Slitta a domenica 27 gennaio la chiusura del congresso dei circoli Pd, ma l’affluenza al voto resta al palo. Fino a ieri i votanti raggiungevano un terzo degli iscritti, meno di centomila. Le percentuali saliranno grazie allo spostamento dei termini, ma al netto di improbabili fiammate finali, questo congresso già si attesta fra i meno partecipati della storia del Pd.
A certificare lo scarso interesse, dentro e fuori il partito, arrivano le parole del professore Romano Prodi, padre nobile di tutte le rinascite del centrosinistra, fin qui non riuscite. Ieri era a Bruxelles per un incontro con il presidente della Commissione europea Junker. Poi con giornalisti ha parlato di «superficiale brutalità» a proposito degli attacchi dei vicepremier italiani alla Francia, ha auspicato la pace in Libia, descritto l’Unione come un’incompiuta, «un pane mezzo crudo e mezzo cotto».

Quando è arrivata la domanda sulla possibilità che il centro-sinistra italiano torni protagonista, non si è tirato indietro. «In politica i cambiamenti avvengono spesso in maniera anche molto più veloce di quanto non si creda. Io non avevo mai pensato di vincere le elezioni, invece in un anno abbiamo organizzato tutto ed è andata bene». Sembrano parole di conforto per il Pd, e invece la conclusione è una doccia fredda: «Il problema è di avere una idea e una prospettiva che è quello che manca oggi».

Non suona come un incoraggiamento per le prossime primarie del Pd. E neanche per il suo ormai quasi certo nuovo segretario Nicola Zingaretti. Tant’è che a stretto giro arriva l’aggiustamento di tiro dell’ex portavoce (ed ex deputata Pd) Sandra Zampa: le parole del professore, spiega, sono «un’incalzante esortazione» al centrosinistra e allo stesso Pd. Non la disincantata bocciatura che sembrano.
A casa Zingaretti, il candidato che più degli altri predica la ricostruzione di un campo democratico – insomma di un qualche centrosinistra – nessuno ammette la delusione. Prodi, del resto, non da tempo più iscritto al Pd.

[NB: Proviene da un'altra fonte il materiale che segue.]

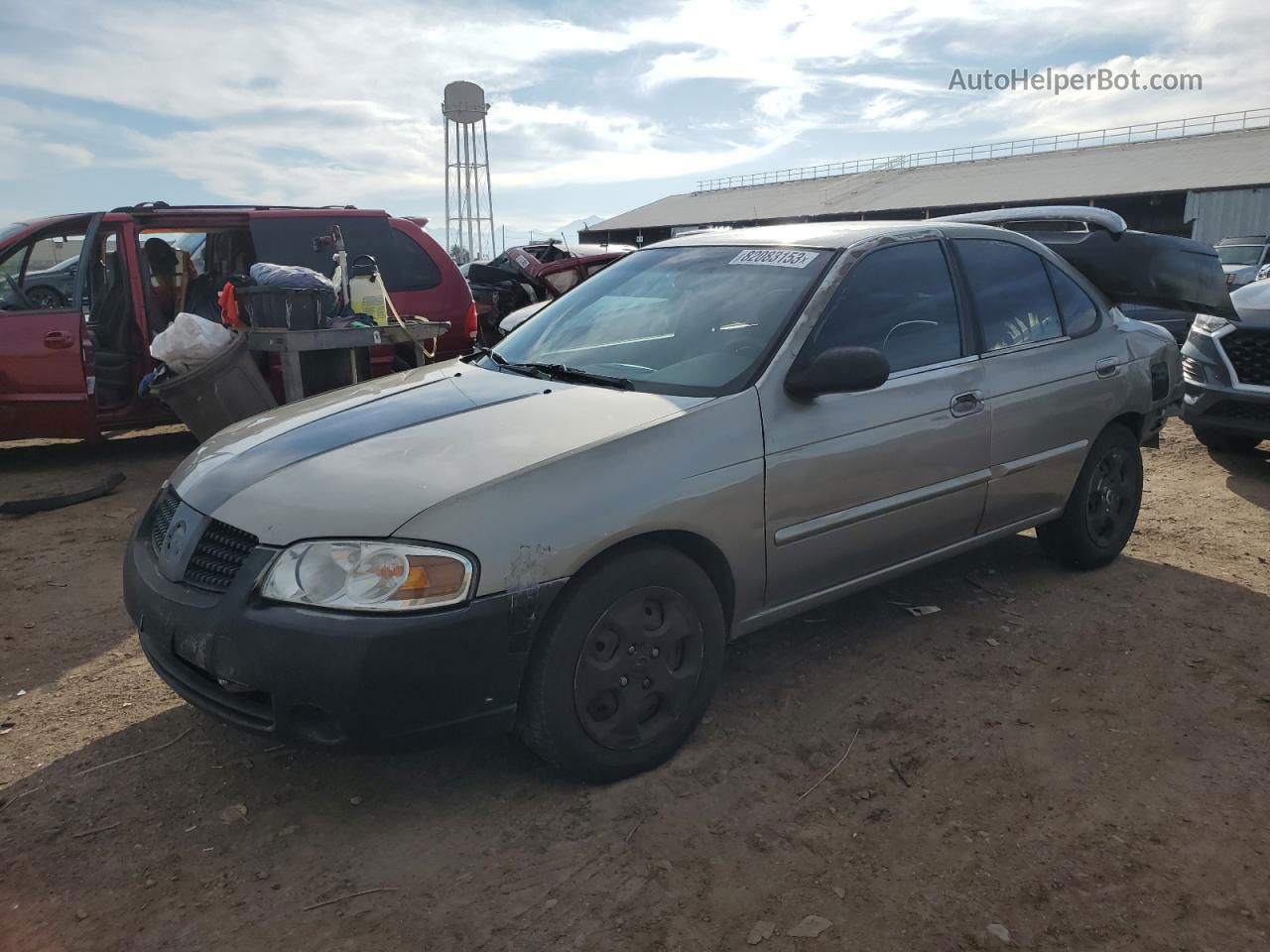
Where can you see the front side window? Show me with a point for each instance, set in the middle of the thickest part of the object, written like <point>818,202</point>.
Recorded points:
<point>1011,293</point>
<point>898,299</point>
<point>674,320</point>
<point>1079,311</point>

Il presidente del Lazio, in attesa di certificare la smagliante vittoria nel partito, ora pensa a riempire i gazebo. Invitando ad esempio Carlo Calenda ad andare a votare almeno il 3 marzo. «Per dare un segnale: il Pd nuovo è tornato». L’ex ministro infatti ha dichiarato di non aver votato al congresso dei circoli perché troppo impegnato a raccogliere firme sul suo «manifesto europeista» (è arrivato a quota 120mila) con cui di fatto si è guadagnato un posto da capolista alle europee di maggio. Ma sarà il segretario del Pd a metterlo in lista.

E il segretario sarà con ogni probabilità Zingaretti. Verso di lui è già iniziata la transumanza di chi fino ad ora non si era schierato, con argomenti più o meno credibili. È il caso di Stefano Bonaccini, ricandidato alla Regione Emilia Romagna (dove ha vinto Zingaretti), Giuseppe Falcomatà, sindaco di Reggio Emilia e firmatario dell’appello a Minniti, Matteo Ricci, sindaco di Pesaro già bersaniano poi vicepresidente del Pd renziano, Pietro Bussolati, consigliere regionale lombardo, Pierfrancesco Maran, assessore di Sala a Milano, Mercedes Bresso, europarlamentare uscente ed ex presidente del Piemonte.
Nella coda del congresso dei circoli, come anticipato dal manifesto, ci sarà del veleno. In Sicilia i zingarettiani accusano il segretario regionale Faraone, renziano e schierato con Martina, di ostruzionismo. «Dall’anagrafe di Palermo sono stati esclusi alcuni circoli che hanno sempre votato. Più di mille iscritti. Guarda caso si tratta di circoli che sono della parte avversa rispetto a quella della maggioranza», denuncia Teresa Piccione.